If prev_response is provided, we will update prev_response with the answer.
"""
# if no child, add source node to source_builder
if len(selected_node.child_indices) == 0:
response_builder = ResponseBuilder(
self._prompt_helper,
self._llm_predictor,
self.text_qa_template,
self.refine_template,
)
source_builder.add_node(selected_node)
# use response builder to get answer from node
node_text, _ = self._get_text_from_node(
query_str, selected_node, verbose=verbose, level=level
)
cur_response = response_builder.get_response_over_chunks(
query_str, [node_text], prev_response=prev_response, verbose=verbose
)
if verbose:
print(f">[Level {level}] Current answer response: {cur_response} ")
else:
# query next level with all child node
cur_response = self._query_level(
{
i: self.index_struct.all_nodes[i]
for i in selected_node.child_indices
},
query_str,
source_builder,
level=level + 1,
verbose=verbose,
)
if prev_response is None:
return cur_response
else:
# concat the prev response with current response with LLM
context_msg = "\n".join([selected_node.get_text(), cur_response])

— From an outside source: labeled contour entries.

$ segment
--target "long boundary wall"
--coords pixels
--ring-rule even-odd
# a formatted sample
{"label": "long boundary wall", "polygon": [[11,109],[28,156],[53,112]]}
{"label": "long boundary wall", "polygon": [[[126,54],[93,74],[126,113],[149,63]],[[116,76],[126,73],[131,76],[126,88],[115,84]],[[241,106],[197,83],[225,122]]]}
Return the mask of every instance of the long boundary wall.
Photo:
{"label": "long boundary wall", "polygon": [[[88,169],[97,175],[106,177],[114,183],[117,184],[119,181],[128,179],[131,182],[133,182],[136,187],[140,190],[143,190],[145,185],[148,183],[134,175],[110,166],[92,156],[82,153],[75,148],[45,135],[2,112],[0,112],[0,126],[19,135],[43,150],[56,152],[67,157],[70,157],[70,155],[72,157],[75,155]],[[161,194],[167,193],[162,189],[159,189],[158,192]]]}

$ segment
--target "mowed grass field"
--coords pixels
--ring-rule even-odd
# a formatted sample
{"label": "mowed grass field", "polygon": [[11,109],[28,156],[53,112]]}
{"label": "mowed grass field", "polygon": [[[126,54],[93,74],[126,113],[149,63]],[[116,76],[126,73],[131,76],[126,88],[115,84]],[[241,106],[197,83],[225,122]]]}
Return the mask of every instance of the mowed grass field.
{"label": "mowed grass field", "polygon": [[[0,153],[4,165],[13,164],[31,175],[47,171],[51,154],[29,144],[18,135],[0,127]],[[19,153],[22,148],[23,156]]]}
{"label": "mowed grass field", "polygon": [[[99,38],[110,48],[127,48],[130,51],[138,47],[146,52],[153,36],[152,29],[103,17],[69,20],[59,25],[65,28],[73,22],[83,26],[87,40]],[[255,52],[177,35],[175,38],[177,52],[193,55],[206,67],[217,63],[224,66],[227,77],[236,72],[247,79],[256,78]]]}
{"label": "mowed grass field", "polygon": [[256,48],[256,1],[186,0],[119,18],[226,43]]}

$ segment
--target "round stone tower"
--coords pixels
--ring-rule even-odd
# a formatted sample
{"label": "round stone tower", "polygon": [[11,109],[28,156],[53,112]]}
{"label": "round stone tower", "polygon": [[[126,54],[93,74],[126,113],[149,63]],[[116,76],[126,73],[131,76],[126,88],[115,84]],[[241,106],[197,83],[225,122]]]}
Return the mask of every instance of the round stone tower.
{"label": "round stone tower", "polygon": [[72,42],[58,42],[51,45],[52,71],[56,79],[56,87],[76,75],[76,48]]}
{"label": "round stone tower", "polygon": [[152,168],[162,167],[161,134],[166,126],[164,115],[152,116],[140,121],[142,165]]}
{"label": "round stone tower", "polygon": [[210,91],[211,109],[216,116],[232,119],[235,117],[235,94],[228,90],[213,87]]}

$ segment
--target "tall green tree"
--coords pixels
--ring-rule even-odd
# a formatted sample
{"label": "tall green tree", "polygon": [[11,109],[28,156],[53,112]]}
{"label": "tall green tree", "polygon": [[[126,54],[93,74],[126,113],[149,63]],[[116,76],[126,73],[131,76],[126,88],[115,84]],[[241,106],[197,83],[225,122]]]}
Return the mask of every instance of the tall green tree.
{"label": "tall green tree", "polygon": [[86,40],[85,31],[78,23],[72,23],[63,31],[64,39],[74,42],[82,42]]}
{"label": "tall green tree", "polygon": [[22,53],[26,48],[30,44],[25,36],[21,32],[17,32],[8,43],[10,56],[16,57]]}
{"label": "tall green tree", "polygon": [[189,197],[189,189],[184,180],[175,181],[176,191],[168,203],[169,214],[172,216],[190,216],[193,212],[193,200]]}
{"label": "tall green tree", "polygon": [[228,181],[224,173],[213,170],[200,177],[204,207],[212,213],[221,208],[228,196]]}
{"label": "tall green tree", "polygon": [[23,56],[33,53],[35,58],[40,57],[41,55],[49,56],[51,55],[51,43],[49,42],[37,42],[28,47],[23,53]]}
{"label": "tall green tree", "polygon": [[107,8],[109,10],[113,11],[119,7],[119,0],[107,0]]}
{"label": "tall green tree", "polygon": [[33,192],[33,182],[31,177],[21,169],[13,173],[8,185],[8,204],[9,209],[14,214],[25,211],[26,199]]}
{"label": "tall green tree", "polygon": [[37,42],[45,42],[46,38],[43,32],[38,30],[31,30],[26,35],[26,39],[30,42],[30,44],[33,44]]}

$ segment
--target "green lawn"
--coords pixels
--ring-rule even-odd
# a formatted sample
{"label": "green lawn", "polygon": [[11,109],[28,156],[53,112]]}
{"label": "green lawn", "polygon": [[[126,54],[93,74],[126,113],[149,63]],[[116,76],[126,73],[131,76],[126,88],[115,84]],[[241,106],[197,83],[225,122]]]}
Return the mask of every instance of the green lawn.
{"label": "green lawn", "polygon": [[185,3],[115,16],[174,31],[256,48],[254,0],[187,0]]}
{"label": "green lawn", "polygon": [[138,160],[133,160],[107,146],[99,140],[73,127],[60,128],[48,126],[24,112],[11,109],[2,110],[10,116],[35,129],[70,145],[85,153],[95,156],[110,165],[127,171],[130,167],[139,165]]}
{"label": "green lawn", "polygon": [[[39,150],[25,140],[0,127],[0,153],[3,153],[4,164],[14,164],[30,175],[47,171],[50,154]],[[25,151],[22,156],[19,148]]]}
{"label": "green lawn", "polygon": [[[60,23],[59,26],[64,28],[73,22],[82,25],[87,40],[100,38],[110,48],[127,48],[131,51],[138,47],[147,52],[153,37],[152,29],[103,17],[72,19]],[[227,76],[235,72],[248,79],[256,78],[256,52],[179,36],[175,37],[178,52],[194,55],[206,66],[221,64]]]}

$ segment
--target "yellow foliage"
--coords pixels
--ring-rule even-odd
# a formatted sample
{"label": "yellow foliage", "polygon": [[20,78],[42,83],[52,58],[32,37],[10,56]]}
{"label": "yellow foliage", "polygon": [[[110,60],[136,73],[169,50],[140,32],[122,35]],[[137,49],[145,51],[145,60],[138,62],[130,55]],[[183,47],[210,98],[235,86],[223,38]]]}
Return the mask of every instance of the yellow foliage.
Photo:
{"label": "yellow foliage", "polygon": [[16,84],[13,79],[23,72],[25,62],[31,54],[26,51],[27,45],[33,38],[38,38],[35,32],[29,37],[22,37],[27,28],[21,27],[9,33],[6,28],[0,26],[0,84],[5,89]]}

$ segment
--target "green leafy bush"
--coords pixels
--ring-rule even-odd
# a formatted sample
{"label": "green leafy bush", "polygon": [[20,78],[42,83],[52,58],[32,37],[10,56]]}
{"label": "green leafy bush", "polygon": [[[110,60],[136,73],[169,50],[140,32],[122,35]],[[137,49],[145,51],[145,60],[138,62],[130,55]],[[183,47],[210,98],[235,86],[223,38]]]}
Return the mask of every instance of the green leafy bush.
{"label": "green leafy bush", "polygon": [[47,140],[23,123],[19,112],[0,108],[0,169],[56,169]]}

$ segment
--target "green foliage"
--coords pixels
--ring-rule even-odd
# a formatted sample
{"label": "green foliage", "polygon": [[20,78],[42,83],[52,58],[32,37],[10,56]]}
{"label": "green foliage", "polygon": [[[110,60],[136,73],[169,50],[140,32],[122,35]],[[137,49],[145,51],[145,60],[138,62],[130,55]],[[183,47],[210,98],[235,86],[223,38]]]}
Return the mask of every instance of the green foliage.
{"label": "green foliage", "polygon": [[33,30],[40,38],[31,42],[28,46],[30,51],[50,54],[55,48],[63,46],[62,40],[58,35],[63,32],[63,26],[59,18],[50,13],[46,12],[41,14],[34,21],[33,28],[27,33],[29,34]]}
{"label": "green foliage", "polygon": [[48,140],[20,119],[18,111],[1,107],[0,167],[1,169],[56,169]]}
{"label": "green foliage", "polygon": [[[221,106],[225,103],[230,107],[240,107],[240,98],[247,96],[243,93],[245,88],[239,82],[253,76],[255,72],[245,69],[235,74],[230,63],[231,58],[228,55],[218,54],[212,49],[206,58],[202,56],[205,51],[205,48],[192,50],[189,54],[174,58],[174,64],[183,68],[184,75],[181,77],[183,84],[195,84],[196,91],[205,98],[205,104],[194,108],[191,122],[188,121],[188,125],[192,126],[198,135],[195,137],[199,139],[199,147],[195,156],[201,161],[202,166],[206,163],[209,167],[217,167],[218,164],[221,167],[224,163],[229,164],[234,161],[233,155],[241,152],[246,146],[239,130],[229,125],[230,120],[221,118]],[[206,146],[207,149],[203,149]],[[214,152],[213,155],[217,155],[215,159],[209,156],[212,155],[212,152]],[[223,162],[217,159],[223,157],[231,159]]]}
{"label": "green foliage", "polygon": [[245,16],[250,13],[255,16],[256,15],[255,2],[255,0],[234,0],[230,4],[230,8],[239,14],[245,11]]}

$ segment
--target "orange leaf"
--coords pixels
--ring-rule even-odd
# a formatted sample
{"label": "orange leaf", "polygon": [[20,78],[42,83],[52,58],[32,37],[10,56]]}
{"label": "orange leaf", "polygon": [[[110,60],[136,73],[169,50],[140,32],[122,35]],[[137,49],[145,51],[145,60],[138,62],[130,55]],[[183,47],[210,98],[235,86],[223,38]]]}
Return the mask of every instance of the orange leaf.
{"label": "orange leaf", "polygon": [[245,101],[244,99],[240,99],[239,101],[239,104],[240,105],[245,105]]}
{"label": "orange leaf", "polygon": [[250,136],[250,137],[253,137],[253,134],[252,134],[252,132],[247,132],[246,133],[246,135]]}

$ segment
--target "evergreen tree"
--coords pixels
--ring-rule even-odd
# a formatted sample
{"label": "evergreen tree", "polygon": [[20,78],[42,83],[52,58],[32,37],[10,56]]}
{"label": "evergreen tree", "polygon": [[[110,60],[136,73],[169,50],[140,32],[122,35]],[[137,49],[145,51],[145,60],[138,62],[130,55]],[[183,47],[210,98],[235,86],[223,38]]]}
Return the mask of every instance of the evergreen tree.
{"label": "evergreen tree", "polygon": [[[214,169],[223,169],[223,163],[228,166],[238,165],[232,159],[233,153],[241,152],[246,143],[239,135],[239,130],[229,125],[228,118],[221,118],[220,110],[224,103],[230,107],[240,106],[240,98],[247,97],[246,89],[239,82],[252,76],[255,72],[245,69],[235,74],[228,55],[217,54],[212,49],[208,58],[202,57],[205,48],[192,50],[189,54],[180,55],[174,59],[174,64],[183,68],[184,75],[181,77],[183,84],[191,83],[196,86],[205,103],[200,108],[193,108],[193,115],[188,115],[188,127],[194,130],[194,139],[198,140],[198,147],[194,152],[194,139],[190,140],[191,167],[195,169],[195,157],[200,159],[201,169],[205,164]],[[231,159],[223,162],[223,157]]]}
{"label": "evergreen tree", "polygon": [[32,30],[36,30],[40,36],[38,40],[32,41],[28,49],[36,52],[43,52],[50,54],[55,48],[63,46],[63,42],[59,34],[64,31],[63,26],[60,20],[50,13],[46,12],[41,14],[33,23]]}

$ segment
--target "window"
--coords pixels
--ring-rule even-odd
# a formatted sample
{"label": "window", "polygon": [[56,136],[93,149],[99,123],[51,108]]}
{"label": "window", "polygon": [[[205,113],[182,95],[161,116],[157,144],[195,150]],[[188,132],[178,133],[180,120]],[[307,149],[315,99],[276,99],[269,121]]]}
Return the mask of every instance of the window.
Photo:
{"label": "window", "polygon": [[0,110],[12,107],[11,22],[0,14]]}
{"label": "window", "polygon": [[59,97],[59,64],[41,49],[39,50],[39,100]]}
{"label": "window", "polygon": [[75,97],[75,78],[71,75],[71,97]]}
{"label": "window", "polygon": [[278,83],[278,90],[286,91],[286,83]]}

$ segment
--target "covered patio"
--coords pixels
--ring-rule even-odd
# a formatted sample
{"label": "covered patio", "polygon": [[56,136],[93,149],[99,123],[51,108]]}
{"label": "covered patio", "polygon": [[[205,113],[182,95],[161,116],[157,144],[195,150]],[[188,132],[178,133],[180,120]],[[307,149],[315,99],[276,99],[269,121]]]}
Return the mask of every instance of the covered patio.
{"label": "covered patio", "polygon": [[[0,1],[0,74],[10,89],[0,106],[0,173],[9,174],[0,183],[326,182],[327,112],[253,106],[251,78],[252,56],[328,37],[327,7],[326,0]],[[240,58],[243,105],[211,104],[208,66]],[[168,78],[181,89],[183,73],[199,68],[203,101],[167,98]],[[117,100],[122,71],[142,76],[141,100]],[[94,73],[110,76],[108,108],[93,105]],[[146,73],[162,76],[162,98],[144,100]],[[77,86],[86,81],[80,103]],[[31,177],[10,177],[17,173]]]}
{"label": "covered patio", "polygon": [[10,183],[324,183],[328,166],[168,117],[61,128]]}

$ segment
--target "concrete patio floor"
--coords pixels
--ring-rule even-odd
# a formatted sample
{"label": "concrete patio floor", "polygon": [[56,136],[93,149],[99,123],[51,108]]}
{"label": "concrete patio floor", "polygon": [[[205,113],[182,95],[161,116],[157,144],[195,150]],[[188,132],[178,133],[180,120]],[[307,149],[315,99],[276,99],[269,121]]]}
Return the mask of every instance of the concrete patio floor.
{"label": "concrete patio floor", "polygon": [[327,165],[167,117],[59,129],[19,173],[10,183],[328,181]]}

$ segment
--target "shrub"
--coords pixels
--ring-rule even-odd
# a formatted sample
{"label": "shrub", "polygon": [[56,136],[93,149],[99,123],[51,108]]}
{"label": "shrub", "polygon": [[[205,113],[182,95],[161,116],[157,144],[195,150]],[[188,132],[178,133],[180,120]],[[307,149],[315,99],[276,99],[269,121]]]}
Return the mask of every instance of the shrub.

cur_response, formatted_refine_prompt = self._llm_predictor.predict(
self.refine_template,
query_str=query_str,
existing_answer=prev_response,
context_msg=context_msg,
)
if verbose:
print(f">[Level {level}] Refine prompt: {formatted_refine_prompt}")
print(f">[Level {level}] Current refined response: {cur_response} ")
return cur_response
Summary
this is a deep dive for basic component in llamaindex and I believe it is a good start to learn the whole project and help me to use it.
There is a lot of things we can set to tune to improve its performance on our own project. The only way to learn is to read the code, or use llamaindex and llm to understand the code repo quickly.